Zhu Da (1625-1705), « le génie du trait » comme l’appelle François Cheng, est connu pour ses coups de pinceau vigoureux, son trait elliptique et chargé d’émotion, et pour le surnom dont il s’était doté : Badashanren, (litt. « L’homme-montagne des huit Orients »). Membre de la famille impériale Ming, il devint moine bouddhiste pendant quelques années, puis renonçant à ses robes, écrivit selon la légende ”Muet” sur sa porte et ne prononça plus un seul mot de toute son existence. Sa peinture reconnaissable au premier coup d’oeil, est l’incarnation même du style xeiyi et de ce qu’on pourrait appeler la peinture spirituelle Chan héritée de la dynastie Sung.

L’autre figure incontournable des Individualistes révolutionnaires est Shitao (1630-1714), dont le nom signifie « Vagues de Pierre ». Il est resté célèbre pour ses portraits et pour ses paysages au lavis, simples et dépouillés, revêtus de calligraphies poétiques traduisant son amour pour la vie et la beauté du monde en dépit des vicissitudes endurées puisque, d’ascendance impériale lui aussi, il fut le seul survivant au massacre de toute sa famille lorsque les Qing prirent le pouvoir. On lui prête cette maxime d’inspiration taoïste: ”La méthode qui consiste à ne suivre aucune méthode est la meilleure des méthodes” et toute son oeuvre est bien la ”transcription de l’esprit” (xieyi) – et non la représentation – des choses de la nature comme cet oiseau sur la branche qui illustre cet article.

Avec l’époque moderne naquirent des peintres qui éprouvèrent pour ces maîtres du XVIIème une véritable vénération. Mais s’ils s’en inspirèrent, leur personnalité et leur génie leur ont permis d’apporter à l’art pictural ancestral une touche de modernité à la Picasso. Le plus emblématique est sans doute Qi Baishi (1864-1957) qui renoue avec l’art populaire en donnant leurs lettres de noblesse aux humbles créatures de la campagne. Il peint d’un trait simple et suggestif des sujets familiers : fleurs, insectes, poissons et crustacés.

Zhang Daqian (1899-1983)

Plus près de nous, le contemporain Zhang Daqian (1899-1983), originaire du Séchuan, lettré accompli versé aussi bien dans l’art de la peinture que dans celui de la calligraphie, de la gravure des sceaux et de la poésie, est resté célèbre tant pour ses géniales contrefaçons (!) que pour la liberté de sa peinture. Vers la fin de sa vie il reprit à son compte la saisissante technique ancestrale de « l’encre éclaboussée » de laquelle naquirent des œuvres originales proches de l’abstraction. C’est lui qui, en 1956, rencontra Picasso, devenant ainsi une référence pour ses compatriotes. Ses peintures viennent de connaître un extraordinaire « bond en avant » sur le marché de l’art et le Gugong de Taipeï lui consacre en 2019 une exposition majeure.
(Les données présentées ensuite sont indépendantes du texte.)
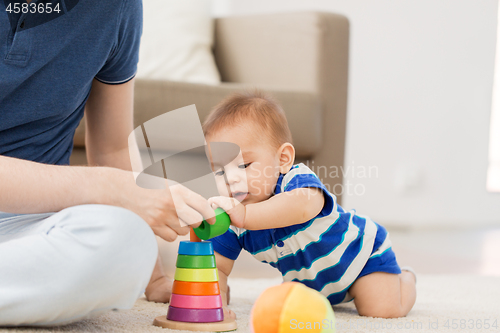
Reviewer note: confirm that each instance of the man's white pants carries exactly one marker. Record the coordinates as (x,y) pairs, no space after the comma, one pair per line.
(78,263)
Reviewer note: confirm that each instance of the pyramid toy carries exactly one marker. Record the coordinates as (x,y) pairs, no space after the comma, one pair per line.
(196,303)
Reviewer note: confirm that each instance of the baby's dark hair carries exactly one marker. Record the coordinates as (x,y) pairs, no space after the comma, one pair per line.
(255,106)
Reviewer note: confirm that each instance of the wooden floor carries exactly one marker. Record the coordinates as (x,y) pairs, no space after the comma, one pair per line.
(428,252)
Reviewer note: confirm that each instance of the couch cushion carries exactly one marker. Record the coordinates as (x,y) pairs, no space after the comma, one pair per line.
(302,109)
(153,98)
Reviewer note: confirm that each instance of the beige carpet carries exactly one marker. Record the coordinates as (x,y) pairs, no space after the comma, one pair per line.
(441,300)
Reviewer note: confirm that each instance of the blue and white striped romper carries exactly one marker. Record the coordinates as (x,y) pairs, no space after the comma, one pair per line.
(327,253)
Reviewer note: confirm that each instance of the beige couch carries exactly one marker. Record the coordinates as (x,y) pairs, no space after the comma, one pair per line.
(300,58)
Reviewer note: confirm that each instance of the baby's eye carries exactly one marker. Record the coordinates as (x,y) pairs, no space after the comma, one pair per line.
(219,173)
(244,166)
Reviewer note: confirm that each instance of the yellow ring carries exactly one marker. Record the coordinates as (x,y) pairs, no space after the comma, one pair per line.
(197,274)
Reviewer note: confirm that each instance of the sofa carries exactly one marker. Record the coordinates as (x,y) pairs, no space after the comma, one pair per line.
(299,58)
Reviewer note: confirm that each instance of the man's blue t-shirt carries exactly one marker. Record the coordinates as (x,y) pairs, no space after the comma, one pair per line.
(47,65)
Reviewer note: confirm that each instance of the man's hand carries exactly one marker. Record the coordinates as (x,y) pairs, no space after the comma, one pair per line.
(168,212)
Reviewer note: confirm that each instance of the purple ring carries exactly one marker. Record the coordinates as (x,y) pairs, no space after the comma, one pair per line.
(195,315)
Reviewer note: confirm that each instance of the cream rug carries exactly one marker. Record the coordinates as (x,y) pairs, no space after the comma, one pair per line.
(445,303)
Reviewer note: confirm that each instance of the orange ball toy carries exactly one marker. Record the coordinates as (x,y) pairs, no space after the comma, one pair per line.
(292,307)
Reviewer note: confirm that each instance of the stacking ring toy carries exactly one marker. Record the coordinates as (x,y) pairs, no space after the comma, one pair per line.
(195,315)
(195,288)
(196,302)
(185,261)
(197,274)
(206,231)
(196,248)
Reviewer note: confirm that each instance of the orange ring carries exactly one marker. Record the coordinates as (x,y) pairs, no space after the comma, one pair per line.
(196,288)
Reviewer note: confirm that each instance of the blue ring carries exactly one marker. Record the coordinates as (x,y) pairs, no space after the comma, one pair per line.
(196,248)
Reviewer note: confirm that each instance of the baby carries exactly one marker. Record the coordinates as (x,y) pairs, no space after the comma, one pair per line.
(288,219)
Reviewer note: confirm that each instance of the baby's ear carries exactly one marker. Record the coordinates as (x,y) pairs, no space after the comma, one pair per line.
(287,157)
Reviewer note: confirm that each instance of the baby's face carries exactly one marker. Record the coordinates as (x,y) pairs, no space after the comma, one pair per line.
(252,176)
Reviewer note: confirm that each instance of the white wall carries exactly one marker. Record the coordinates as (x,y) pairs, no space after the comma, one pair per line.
(420,82)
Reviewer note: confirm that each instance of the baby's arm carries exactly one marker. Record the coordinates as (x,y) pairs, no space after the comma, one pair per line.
(224,266)
(282,210)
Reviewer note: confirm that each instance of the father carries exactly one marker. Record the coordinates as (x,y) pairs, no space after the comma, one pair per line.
(75,241)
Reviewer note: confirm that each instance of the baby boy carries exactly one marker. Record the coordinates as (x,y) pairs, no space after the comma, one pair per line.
(288,219)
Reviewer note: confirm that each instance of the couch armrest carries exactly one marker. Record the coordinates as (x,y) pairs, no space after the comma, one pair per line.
(294,51)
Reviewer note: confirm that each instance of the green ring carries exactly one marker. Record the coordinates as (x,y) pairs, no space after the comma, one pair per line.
(206,231)
(186,261)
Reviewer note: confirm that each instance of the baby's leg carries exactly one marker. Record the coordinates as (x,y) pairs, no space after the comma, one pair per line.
(384,295)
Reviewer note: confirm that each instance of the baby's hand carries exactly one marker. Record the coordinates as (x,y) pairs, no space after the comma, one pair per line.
(233,207)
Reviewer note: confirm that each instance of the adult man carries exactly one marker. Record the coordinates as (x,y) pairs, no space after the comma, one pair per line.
(75,241)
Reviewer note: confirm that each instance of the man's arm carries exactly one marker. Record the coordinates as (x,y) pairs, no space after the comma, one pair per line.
(109,122)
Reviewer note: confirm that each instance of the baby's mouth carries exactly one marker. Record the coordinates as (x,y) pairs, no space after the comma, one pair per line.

Mais celui qui incarne le mieux le style xieyi contemporain est à mon sens Pan Tianshou (1897-1971) dont on trouve les oeuvres au Memorial Mueum de Hangzhou qui lui est consacré.


Pan Tianshou (1897-1971)

Sous la pression que l’art Occidental faisait subir à la peinture chinoise, Pan a passé sa vie à tenter de préserver l’essence de la peinture chinoise en fondant une société de peinture traditionnelle chinoise, la Bai She (la Société blanche) dont le but était de soutenir la peinture chinoise dans l’esprit réformiste de Shitao et des Huit Excentriques de Yangzhou. Il considérait que les approches occidentales et orientales ayant des points de vue et des perspectives différentes devaient rester séparées pour ne pas se contaminer l’une l’autre et donc se déforcer. En 1949, les académies d’art chinois adoptèrent le Réalisme Socialiste et l’insistance de Pan pour l’héritage traditionnel devint vite impopulaire: il subit les affres de la Révolution culturelle jusqu’à sa mort en 1971.

Aujourd’hui quelques artistes chinois tentent de retrouver une peinture de facture très simple, à grands traits, proche du style ‘da xieyi‘ (grand xieyi) par une exécution très rapide et une maîtrise de la suggestion en privilégiant les seules lignes de force des sujets choisis.